Singaporeans express their concern
Several people who work in the medical community in the area have voiced their concerns regarding the tender.
Associate Professor Jeremy Lim from the Saw Swee Hock School of Public Health stated late last month in a post on social media that the practice of developed countries such as Singapore recruiting health professionals from overseas raises the concern that “the rich world hires away scarce resources from less well-staffed countries.”
According to the MOHH, it recruits approximately 700 junior doctors every year, and approximately 90% of them are residents of Singapore. These residents either received their medical education in one of Singapore’s medical schools or are returning Singaporeans who graduated from a recognised medical school overseas.
It has been reported that the number of people entering the nation’s medical schools has increased by 45 percent overall between the years of 2012 and 2019, which indicates that the number of doctors trained in the nation’s medical schools has increased over the course of time, according to a spokeswoman quoted by Channel News Asia.
According to the study, in the years 2020 and 2021, an additional 40 students were allowed to enroll in order to accommodate pupils whose foreign educational plans were derailed as a result of the Covid epidemic.

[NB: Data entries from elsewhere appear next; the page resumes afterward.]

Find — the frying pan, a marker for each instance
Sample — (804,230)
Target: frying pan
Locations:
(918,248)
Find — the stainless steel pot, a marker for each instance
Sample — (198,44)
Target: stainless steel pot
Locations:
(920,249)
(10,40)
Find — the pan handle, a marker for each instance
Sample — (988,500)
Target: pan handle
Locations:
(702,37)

However, the spokeperson of MOHH, went on to say that “regardless of their country”, they recognise the contributions that each and every doctor makes to Singapore and the healthcare system.

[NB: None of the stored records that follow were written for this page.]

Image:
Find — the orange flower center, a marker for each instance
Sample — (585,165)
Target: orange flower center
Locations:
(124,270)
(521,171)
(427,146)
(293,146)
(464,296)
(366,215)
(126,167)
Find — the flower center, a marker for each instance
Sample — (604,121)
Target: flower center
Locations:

Employment agencies law, Immigration law, and the Employment of foreign workers act.
The Employment of Foreign Manpower Act (EFMA), the Immigration Act, and the Employment Agencies Act (EA Act) control the employment of foreign workers in Singapore. These are the legislations governing the use of foreign labour.
Before beginning employment in Singapore, all foreign nationals must be in possession of a valid pass (also known as a work visa).
It is the employer’s responsibility to verify the legal status of any foreign workers before hiring them in Singapore.
The EFMA ensures the safety and security of foreign workers by establishing guidelines for their employment.
All employers in Singapore are required to abide by the Employment of Foreign Manpower Act, which lays out the necessary steps to take when hiring foreign workers.
Legal consequences for violating work permit rules are also addressed.
What groups does it include?
Employers of foreign workers and anyone holding a valid Ministry of Manpower work permit are both protected by the EFMA. An Employment Pass, S Pass, or Work Permit can all be used as legal documents to legally obtain work in a country.
Primarily accountable duties
Application, medical insurance, levy, cancellation, and return obligations are all spelled out in detail in the EFMA.
Salary, hours worked, overtime, rest days, public holidays, annual leave, and sick leave are some of the areas where the Employment Act places strict requirements on foreign employees.